Southern Ireland served the Allied cause best by remaining strictly neutral under the Geneva Convention. Many Irishmen joined the British forces not for a pair of boots and to enjoy a "bit of a fight", but to assist in the effort to destroy the evils of Fascism, and were allowed to do so freely by the Irish government.
The city lights of Dublin were switched off at 11pm during the war, as I remember, so did not exactly provide a beacon for bombers over Merseyside and Glasgow. On the contrary, the RAF bent the German radar beam which brought the raiders over Dublin, bombing the North Strand and South Circular Road on two occasions, causing serious loss of life. Hardly a friendly act by either side towards a neutral country! It should not be forgotten that when Belfast was blitzed Eamon de Valera authorised the Dublin Fire Brigade to be despatched to that city to assist in quenching the fires and helping the injured.
J C B HILL
Bridport, West Dorset
Sir: C T Rason (Letters, 19 November) claims 25 "northern" against 13 "southern" Irish battalions in the battle of the Somme. Working with the possibility that he is counting as "northern" nationalist battalions raised in the six counties of what is now Northern Ireland, the figures available to me, based on county, regimental and divisional designations, are: Nationalist: 15; Unionist: 13; indeterminate: 8; raised outside Ireland: 4.

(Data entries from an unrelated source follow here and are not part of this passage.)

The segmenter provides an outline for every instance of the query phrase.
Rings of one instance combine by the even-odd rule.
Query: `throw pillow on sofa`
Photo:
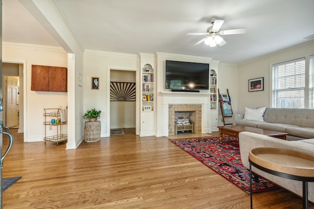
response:
[[[255,109],[245,108],[244,119],[254,120],[256,121],[264,121],[263,116],[266,110],[266,107],[261,107]]]

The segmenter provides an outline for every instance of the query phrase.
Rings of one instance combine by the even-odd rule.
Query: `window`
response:
[[[272,67],[272,107],[305,107],[305,59],[274,65]]]
[[[314,55],[310,57],[309,68],[309,94],[310,108],[314,108]]]

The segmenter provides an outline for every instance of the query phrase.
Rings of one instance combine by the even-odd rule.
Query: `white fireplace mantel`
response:
[[[210,115],[209,101],[210,93],[194,92],[160,92],[162,95],[162,114],[163,136],[169,136],[169,104],[201,104],[202,133],[210,132],[209,127]]]

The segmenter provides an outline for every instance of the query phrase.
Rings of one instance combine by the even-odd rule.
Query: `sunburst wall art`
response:
[[[110,100],[135,101],[135,83],[110,82]]]

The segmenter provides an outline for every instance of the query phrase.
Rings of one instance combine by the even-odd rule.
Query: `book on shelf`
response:
[[[210,78],[210,85],[216,85],[216,78]]]
[[[143,98],[145,98],[143,101],[152,102],[154,101],[154,94],[143,94]]]
[[[145,82],[154,82],[154,75],[143,75],[142,78],[143,81]]]

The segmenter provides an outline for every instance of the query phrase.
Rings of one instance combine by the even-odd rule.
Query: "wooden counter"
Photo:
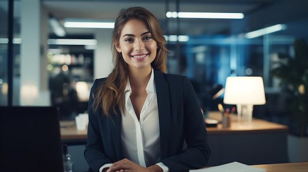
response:
[[[221,121],[221,113],[219,112],[211,112],[209,118]],[[250,125],[242,124],[238,122],[237,116],[231,115],[231,125],[229,128],[223,128],[221,123],[216,127],[207,127],[208,135],[229,134],[240,133],[254,133],[274,132],[287,132],[288,127],[278,123],[264,120],[252,119]]]
[[[211,112],[209,117],[220,120],[221,114],[219,112]],[[61,138],[62,140],[67,139],[87,139],[87,131],[78,131],[76,129],[74,121],[61,121]],[[216,127],[206,127],[208,134],[231,134],[243,133],[260,133],[266,132],[287,132],[288,127],[285,125],[269,122],[264,120],[253,119],[251,125],[243,125],[237,122],[236,116],[232,117],[231,126],[230,128],[222,128],[221,124]]]
[[[255,165],[252,167],[266,169],[266,172],[307,172],[308,162]]]
[[[211,112],[209,117],[219,120],[219,112]],[[232,117],[230,128],[207,127],[211,155],[208,165],[216,166],[237,161],[251,165],[288,162],[288,127],[264,120],[253,119],[251,125],[238,123]],[[85,145],[87,130],[78,131],[75,122],[61,122],[63,143]]]
[[[74,121],[61,121],[60,126],[62,140],[87,139],[87,130],[77,130]]]

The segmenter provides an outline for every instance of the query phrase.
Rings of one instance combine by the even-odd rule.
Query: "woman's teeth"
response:
[[[145,57],[146,55],[147,55],[145,54],[145,55],[134,55],[133,56],[133,57],[137,58],[143,58],[143,57]]]

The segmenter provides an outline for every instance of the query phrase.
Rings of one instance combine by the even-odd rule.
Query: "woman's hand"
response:
[[[162,169],[157,165],[154,165],[148,168],[141,167],[138,164],[128,160],[123,159],[114,163],[107,172],[162,172]]]

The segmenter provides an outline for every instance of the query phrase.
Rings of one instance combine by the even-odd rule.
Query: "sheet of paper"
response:
[[[266,170],[251,167],[238,162],[198,170],[190,170],[189,172],[266,172]]]

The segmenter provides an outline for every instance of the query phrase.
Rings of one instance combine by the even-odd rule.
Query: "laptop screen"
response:
[[[63,172],[54,107],[0,106],[0,172]]]

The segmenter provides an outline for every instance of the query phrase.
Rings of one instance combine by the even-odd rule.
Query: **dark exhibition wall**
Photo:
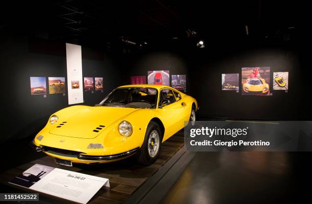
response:
[[[69,106],[67,95],[31,96],[30,76],[66,76],[64,43],[25,36],[1,38],[1,66],[10,85],[4,101],[10,107],[2,116],[6,133],[1,142],[33,136],[43,126],[48,117]],[[110,53],[103,49],[82,45],[83,76],[103,77],[104,90],[84,92],[84,105],[93,106],[115,87],[128,84],[131,75],[147,75],[149,70],[169,70],[172,74],[187,75],[187,93],[195,97],[202,118],[258,120],[297,120],[310,118],[307,96],[310,70],[304,70],[305,56],[297,47],[284,45],[257,44],[248,42],[242,46],[228,45],[227,49],[160,44],[155,48],[138,50],[130,54]],[[270,66],[273,72],[289,72],[289,91],[272,90],[272,96],[243,96],[241,68]],[[240,73],[240,90],[221,91],[222,73]],[[14,83],[12,83],[12,80]],[[67,83],[67,82],[66,82]],[[67,88],[66,88],[67,89]],[[272,89],[272,84],[270,85]],[[66,90],[67,94],[67,90]],[[27,107],[25,109],[24,107]],[[5,116],[5,117],[4,117]],[[18,121],[16,125],[16,121]]]
[[[67,86],[63,94],[31,95],[30,76],[63,76],[66,85],[66,59],[64,43],[17,35],[1,38],[6,94],[2,126],[6,132],[0,142],[33,136],[46,123],[49,116],[69,106]],[[104,89],[84,92],[83,105],[94,106],[120,84],[118,61],[97,49],[82,46],[83,77],[103,77]],[[5,60],[4,60],[5,59]],[[7,103],[6,103],[7,101]],[[4,101],[3,101],[3,103]],[[8,107],[7,105],[10,107]]]
[[[227,45],[224,49],[212,44],[205,49],[160,48],[148,54],[126,56],[123,60],[122,81],[130,82],[130,75],[147,75],[153,70],[169,70],[171,74],[187,74],[187,92],[197,99],[203,118],[257,120],[308,119],[308,103],[302,80],[299,53],[290,46],[266,44]],[[242,67],[269,66],[271,96],[243,96]],[[289,91],[273,90],[273,72],[289,71]],[[124,73],[126,73],[124,74]],[[131,73],[131,74],[128,73]],[[221,74],[240,73],[240,89],[221,91]]]

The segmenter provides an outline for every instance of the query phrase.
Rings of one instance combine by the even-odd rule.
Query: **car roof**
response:
[[[167,88],[169,89],[174,89],[173,88],[168,86],[165,85],[156,85],[154,84],[132,84],[130,85],[124,85],[118,87],[118,88],[126,88],[126,87],[144,87],[144,88],[153,88],[157,89],[160,89],[163,88]]]

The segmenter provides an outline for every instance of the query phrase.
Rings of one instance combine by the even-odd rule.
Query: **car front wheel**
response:
[[[157,123],[149,122],[143,143],[137,154],[138,162],[143,165],[150,165],[157,159],[162,144],[161,131]]]

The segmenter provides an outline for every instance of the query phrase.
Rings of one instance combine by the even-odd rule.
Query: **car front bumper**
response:
[[[139,149],[135,148],[128,151],[111,155],[88,155],[86,153],[68,150],[46,146],[37,146],[32,140],[31,147],[37,151],[42,151],[53,157],[65,160],[70,160],[73,163],[92,164],[98,163],[107,163],[118,161],[130,157],[136,153]]]

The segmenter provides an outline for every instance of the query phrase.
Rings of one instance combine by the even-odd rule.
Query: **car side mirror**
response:
[[[163,107],[165,106],[165,105],[167,104],[169,104],[170,103],[170,101],[168,99],[165,99],[163,101],[162,101],[161,106],[160,107],[160,108],[163,108]]]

It would seem that he is claiming at least two of the extra-Ireland battalions, Guards and London Irish, as "northern", which renders hollow the integrity of his classification. Even if the number of "indeterminates" were to prove me wrong, the result still makes me reflect on modern Unionist claims to a distinctive sacrifice.
M A MARTIN
Sir: In the Second World War, and little known or acknowledged, conscription did not apply to northern Ireland: they were volunteers and could, as one friend of mine did, get out of the services. The limited number of volunteers from northern Ireland was partly determined by the fear that southern Irish would take their jobs if they went to war.
Erskine Childers, whom I had the honour to meet in 1948, stated that southern Ireland would have joined the war but that the British were so hard pressed, particularly in 1940-41, that they could not guarantee air- naval cover for Ireland, which had very limited forces to protect itself.